Now, I start hurting from that first operation. I’m put on intravenous for a week and then I’m fed with a tube. I feel like a baby pigeon being fed regurgitated food. I don’t care; take care of me, world. It’s two weeks before I can even drink thin soup. I can’t chew at all, even on the good side. The doctor tells me how they’ve put in a metal plate and pins to hold my jaw. They have to get the jaw straightened before they can start any plastic surgery. He tells me I’ll have a slight malocclusion anyway. I don’t know what that is so I ask one of the nurses. I have to ask her through my teeth. She says it means my jaw won’t come together quite right. I can live with that. The doctor also tells me he’s going to bring some skin from my ass and put it on my chin. Got a match? Yeah, my face and my ass. That’s when I find out, too, I won’t be able to grow a beard. I’ve got enough hair on my ass, more hair than most people have on their faces, but it won’t help. They’re taking very thin layers.
‘I’m just finished with the third operation when they tell me about you, Birdy. They say you’re down in Kentucky and they want me to go talk to you. Even your shit old lady comes over to our house and asks me to go down. I don’t want to go. I don’t want to see anybody who knew me the way I used to be. I know I’m not me anymore and I don’t want any more pretending than I have to. We were too close. Birdy; we were too much to each other. But I can’t say this to your old lady; she’s crying all over my mother. The crummy pigeon poisoner and baseball crook is crying. I tell her I’ll go.
‘I come down and talk to fatface Weiss, here, and then I start talking to you, Birdy, about how it was with us with the pigeons and all that shit. You’re some kind of freaky bird looking out the window, crouching on the floor, not paying any attention to me.

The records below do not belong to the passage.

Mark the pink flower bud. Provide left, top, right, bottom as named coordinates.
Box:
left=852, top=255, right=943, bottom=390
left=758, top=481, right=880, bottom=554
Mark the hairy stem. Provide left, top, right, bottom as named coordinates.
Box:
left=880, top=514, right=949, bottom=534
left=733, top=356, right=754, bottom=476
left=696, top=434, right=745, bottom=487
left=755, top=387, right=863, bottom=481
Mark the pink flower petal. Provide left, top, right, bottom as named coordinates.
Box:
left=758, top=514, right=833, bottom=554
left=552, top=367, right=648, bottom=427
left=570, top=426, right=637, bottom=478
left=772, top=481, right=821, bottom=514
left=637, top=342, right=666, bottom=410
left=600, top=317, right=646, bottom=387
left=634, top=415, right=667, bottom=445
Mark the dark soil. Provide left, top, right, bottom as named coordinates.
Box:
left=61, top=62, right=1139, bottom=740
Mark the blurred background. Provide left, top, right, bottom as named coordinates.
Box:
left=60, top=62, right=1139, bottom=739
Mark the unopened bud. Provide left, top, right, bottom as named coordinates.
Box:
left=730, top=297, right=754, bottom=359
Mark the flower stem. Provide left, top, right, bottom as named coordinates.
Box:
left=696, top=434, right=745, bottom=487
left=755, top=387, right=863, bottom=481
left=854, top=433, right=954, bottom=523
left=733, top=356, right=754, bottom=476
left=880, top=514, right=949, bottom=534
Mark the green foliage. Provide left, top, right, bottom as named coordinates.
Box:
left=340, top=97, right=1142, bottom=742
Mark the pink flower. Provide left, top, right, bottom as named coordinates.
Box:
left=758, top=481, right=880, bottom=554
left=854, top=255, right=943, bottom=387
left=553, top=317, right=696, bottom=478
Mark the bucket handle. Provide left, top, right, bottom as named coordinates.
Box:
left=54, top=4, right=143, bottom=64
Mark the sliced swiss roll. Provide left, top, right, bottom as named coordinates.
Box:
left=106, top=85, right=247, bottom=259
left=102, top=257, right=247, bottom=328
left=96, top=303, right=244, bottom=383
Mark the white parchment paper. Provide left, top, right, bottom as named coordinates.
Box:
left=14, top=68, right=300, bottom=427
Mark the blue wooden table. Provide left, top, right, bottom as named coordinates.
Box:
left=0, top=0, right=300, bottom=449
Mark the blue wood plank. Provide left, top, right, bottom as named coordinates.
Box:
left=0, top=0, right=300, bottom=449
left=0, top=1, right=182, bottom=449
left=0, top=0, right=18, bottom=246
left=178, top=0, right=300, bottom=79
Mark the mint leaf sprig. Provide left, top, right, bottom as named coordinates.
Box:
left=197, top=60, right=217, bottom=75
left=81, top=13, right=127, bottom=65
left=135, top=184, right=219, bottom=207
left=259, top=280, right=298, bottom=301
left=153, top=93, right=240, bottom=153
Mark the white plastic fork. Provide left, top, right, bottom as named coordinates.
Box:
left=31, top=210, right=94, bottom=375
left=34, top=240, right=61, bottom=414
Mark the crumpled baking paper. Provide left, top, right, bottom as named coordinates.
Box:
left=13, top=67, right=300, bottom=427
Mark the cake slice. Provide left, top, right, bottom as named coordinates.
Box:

‘Hell, you’re not even listening now. We’re both impossibly screwed-up, Birdy. I think maybe we put off growing up a little too long.’
I stop talking. What’s the use? What’s the use of anything? Nobody really talks to anybody else anyway, even if they aren’t crazy. Everybody’s only strutting around, pecking and picking.
I close my eyes, put my elbows on my knees, and lean forward with my head in my hands. I still can’t put any pressure on the left side. I figure this is the last time I’ll see Birdy. I can’t take it anymore myself. Old Weiss’s going to figure it out and lock me in one of these bins soon.
I open my eyes and Birdy’s standing up against the bars. He has a big grin on his face and he’s looking straight at me; his eyes aren’t even wiggling.